The US Department of Energy is expected to release detailed proposals by the end of September limiting the use of foreign equipment in the US power grid. These follow a May 1, 2020 Executive Order by President Trump ordering a ban on the use of utility infrastructure manufactured by ‘foreign adversaries’ due to the risk they pose to the power grid’s cybersecurity. Complying with the order will be complex due to the current reliance on foreign suppliers as well as global supply chains which stretch across many countries. In addition, vendor lists for utilities often number in the hundreds or even thousands and ensuring each one is in compliance will be a time consuming—and expensive—task.
Cybersecurity considerations are playing an increasingly central role across most areas of corporate strategy in all industries. The issues surrounding suppliers of critical equipment highlight the complexity facing many companies—not just utilities—as they assess ever-changing cybersecurity risks in their supply chains. As the ‘efficiency’ driven hyper-globalization of the last two decades gives way to a larger focus on ‘resiliency’ in the wake of COVID‑19 and global political tensions, this will impact company Capex and Opex decisions.

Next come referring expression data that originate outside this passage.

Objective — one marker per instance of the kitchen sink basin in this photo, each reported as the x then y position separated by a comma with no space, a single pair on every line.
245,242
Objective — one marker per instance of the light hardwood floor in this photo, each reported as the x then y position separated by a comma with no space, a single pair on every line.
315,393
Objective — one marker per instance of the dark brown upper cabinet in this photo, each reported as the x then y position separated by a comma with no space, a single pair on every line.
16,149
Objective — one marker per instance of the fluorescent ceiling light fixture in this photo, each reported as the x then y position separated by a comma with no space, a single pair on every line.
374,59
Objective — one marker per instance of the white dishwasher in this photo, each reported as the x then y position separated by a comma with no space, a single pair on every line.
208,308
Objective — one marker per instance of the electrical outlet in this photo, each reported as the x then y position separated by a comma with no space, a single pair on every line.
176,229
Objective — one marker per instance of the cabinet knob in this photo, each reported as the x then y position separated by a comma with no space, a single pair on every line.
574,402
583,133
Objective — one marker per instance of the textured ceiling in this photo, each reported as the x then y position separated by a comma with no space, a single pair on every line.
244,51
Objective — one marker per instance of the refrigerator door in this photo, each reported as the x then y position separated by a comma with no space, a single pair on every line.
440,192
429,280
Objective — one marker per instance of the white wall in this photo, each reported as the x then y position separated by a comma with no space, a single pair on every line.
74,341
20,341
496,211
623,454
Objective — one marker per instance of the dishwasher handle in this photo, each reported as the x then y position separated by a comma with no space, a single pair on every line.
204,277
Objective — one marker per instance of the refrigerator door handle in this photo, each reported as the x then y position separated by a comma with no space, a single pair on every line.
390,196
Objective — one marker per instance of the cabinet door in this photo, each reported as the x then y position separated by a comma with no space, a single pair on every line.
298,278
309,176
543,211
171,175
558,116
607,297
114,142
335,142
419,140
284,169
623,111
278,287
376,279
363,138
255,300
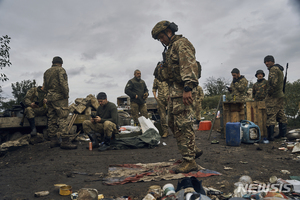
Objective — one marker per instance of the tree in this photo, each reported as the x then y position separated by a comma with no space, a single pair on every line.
292,98
4,55
19,92
215,86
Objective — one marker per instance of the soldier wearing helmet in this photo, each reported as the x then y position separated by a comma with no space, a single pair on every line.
259,89
180,71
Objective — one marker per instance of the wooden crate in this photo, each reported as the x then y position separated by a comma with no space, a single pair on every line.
257,113
232,112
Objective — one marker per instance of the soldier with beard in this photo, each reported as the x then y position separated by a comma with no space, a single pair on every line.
238,86
259,89
275,99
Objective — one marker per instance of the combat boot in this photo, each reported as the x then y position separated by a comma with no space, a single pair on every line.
54,142
282,130
270,130
32,126
67,144
106,145
198,152
186,166
94,140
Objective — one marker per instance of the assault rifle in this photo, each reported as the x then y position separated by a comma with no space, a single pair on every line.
285,78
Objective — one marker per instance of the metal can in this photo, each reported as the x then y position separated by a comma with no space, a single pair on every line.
90,146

While utility grids may face special potential threats from foreign state actors, purely ‘commercial’ companies face similar challenges in actively managing supply chains in order to reduce potential threat vectors and protect against business disruption due to a key supplier suffering a damaging cyber attack or suffering a breach itself.

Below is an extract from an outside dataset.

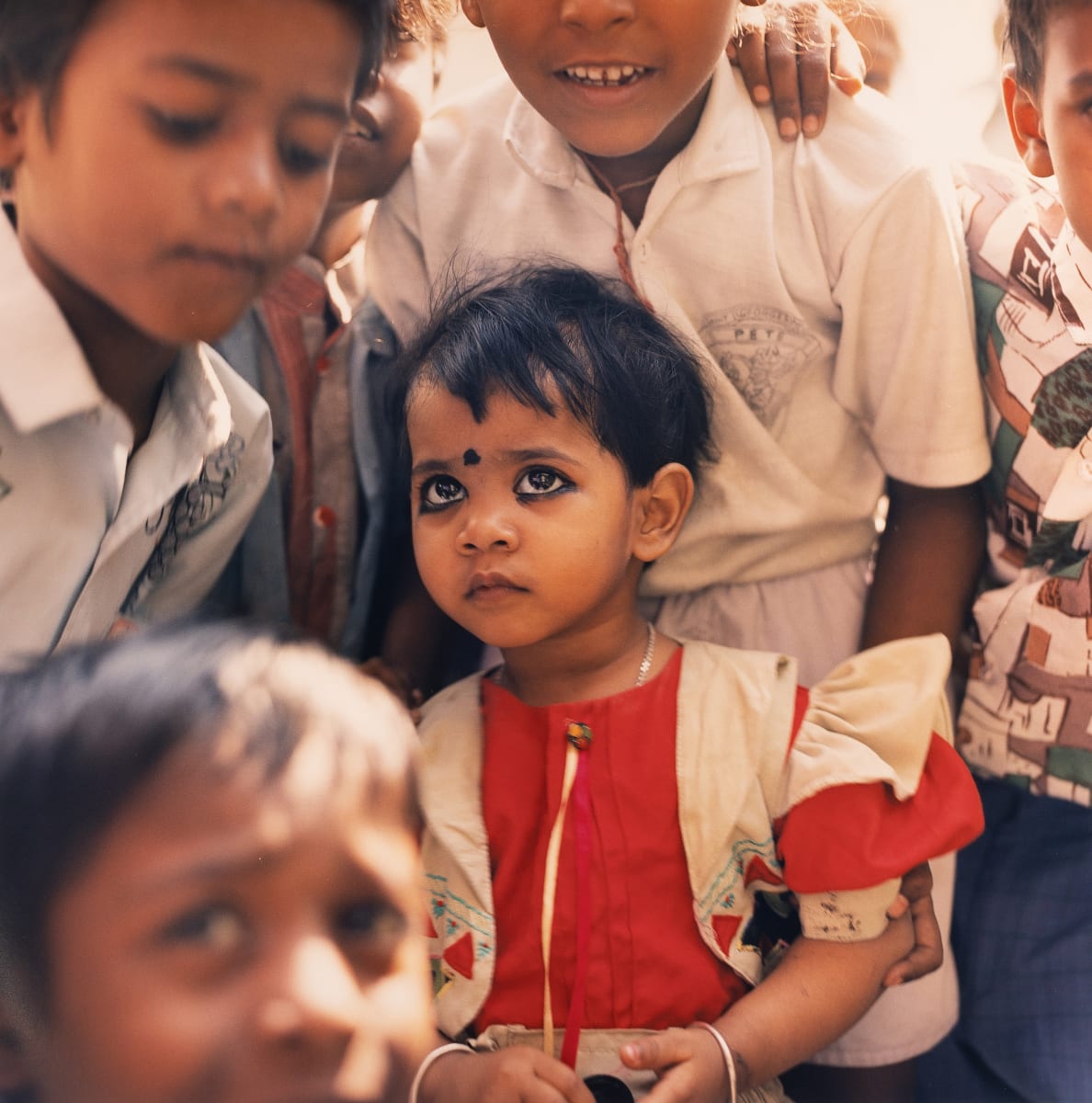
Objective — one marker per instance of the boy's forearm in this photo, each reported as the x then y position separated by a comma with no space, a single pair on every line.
927,563
817,992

The acceleration of digital transformation — essential to staying competitive in the increasingly digitized business environment—exacerbate these risks. The merging of OT and IT in the utility and industrial sectors is a perfect example of the difficult balance companies need to strike. Pressure to enhance cybersecurity resiliency may initially have been driven by government regulations. But as C-suites, BoD’s and investors focus on the downside operational risks and become more aware of the divergence in financial and equity price performance between companies that are ‘good’ and ‘bad’ at cyber governance, the increasing centralization of cyber governance on business strategy will also continue to accelerate.